Portfolio Perspective

March 16, 2023

Bank selloff lands on European shores

What happened

After days of U.S. banks being at the forefront of investor concerns, European financials are now leading the global market volatility, extending the recent concerns around the health of the banking system to Europe.

  • The European bank selloff was triggered by Credit Suisse (CS) when a large shareholder indicated they would not be adding to their position in the troubled bank. Even though these comments were specific to CS, which has been struggling for a few years due to its unique management and strategy challenges, they exacerbated the currently weak market sentiment surrounding the banking sector in general, ensnaring other European banks as well.
  • While the situation at CS seems to be idiosyncratic and not reflective of the broader European bank sector, the widespread selloff in European banks is illustrative of the current risk-off environment and the prospect for further volatility across global markets.
  • In response, the Swiss National Bank provided a liquidity line to CS overnight to help stabilize the company.
  Chart illustrates the cumulative return indexes comparing European financials to U.S. financial sector indexed at 100 as of 1/2/2023. Both sectors are flat to somewhat higher (European peaking around 116 the first week in March and the U.S. sector at around 105 at the same point, with both falling off to 100 for European and about 93 for U.S. financial sector as of March 15, 2023.

Our take

Even though CS has been acting as a “slow moving train wreck” with its own unique strategic challenges for the past several years, its latest headlines sent European financials tumbling across the region on contagion fears. This broader selloff in European financials is indicative of the current fragile sentiment across global markets, especially for banks as they manage through the unfolding fallout of the unprecedented rapid rise in sovereign bond yields, leading to weaker portfolios and fleeing deposits.

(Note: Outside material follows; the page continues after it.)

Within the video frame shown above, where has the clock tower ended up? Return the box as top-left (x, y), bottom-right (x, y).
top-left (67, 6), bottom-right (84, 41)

In such periods of stress, markets tend to gyrate back and forth on every development. For example, news of another European bank withdrawing swap line support for CS sent the sector and market lower, only to rebound off the lows on news that the Swiss National Bank provided a liquidity line to help stabilize the firm. While the panic in the financial sector is resurfacing fears of the 2007-2008 financial crisis, it is notable that regulators have some muscle memory and appear to be acting more decisively in response to the unfolding threats to the financial sector.